The reading speed is estimated by measuring the amount of time t it takes the user to complete one horizontal sweep from left to right and back. The delta in the number of vertical pixels the user’s gaze moved (accounting for any existing scrolling rate) derines the distance d in number of vertical pixels. The reading speed can then be estimated as d/t.

In order to facilitate scanning the scrolling speed can also take into account the location of the user’s gaze on the screen. If the user’s gaze is closer to the lower edge of the screen, the system can speed up scrolling and if the gaze is in the center or upper region of the screen the system can slow down scrolling accordingly. Since the scrolling speed and when the scrolling start and stopped are both functions of the user’s gaze, the system adapts to the reading style and patterns of each individual user.

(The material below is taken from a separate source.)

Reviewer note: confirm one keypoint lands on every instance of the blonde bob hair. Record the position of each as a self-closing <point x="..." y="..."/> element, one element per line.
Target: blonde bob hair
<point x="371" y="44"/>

By design the page is always scrolled only in one direction. This is because while reading top to bottom is fairly natural activity that can be detected based on gaze pattern, attempting to reverse scrolling direction triggers too many false positives. Therefore, it has been preferred to chose to combine the reading mode with explicit dwell-based activation for scrolling up in the document.

Off-Screen dwell-based targets:

The eye tracker’s field of view is sufficient to detect when the user looks at these off-screen targets. A dwell duration of 400-450 ms is used to trigger activation of the targets which are mapped to page up, page down, home and end keys on the keyboard.

The off-screen dwell-based targets for documents navigation complement the automated reading mode described above. Since the reading mode only provides scrolling in one direction, if the user wants to scroll up or navigate to the top of the document he/she can do that by using the off-screen targets.


Well, when I want to type passwords for your paypal or email account or something other, and some is behind me, I fell uncomfortable. Even sometimes I could not say them to go some other place for a while. You can understand. But this technology has the solution. You can type keywords or password(s) to your account with eyes and no one would be able to know this.


Pilot studies showed that subjects found the Eye Scroll reading mode to be natural and easy to use. Subjects particularly liked that the scrolling speed adapted to their reading speed. Additionally, they felt in control of the scrolling and did not feel that the text was running away at any point.

But after all this technology is some expensive and currently costs $25,000.

1 comment:

Aaron said...

Thank you for this fantastic article and demonstration videos to boot! I love technology that could go mainstream and would also be accessible to more people than the mouse is.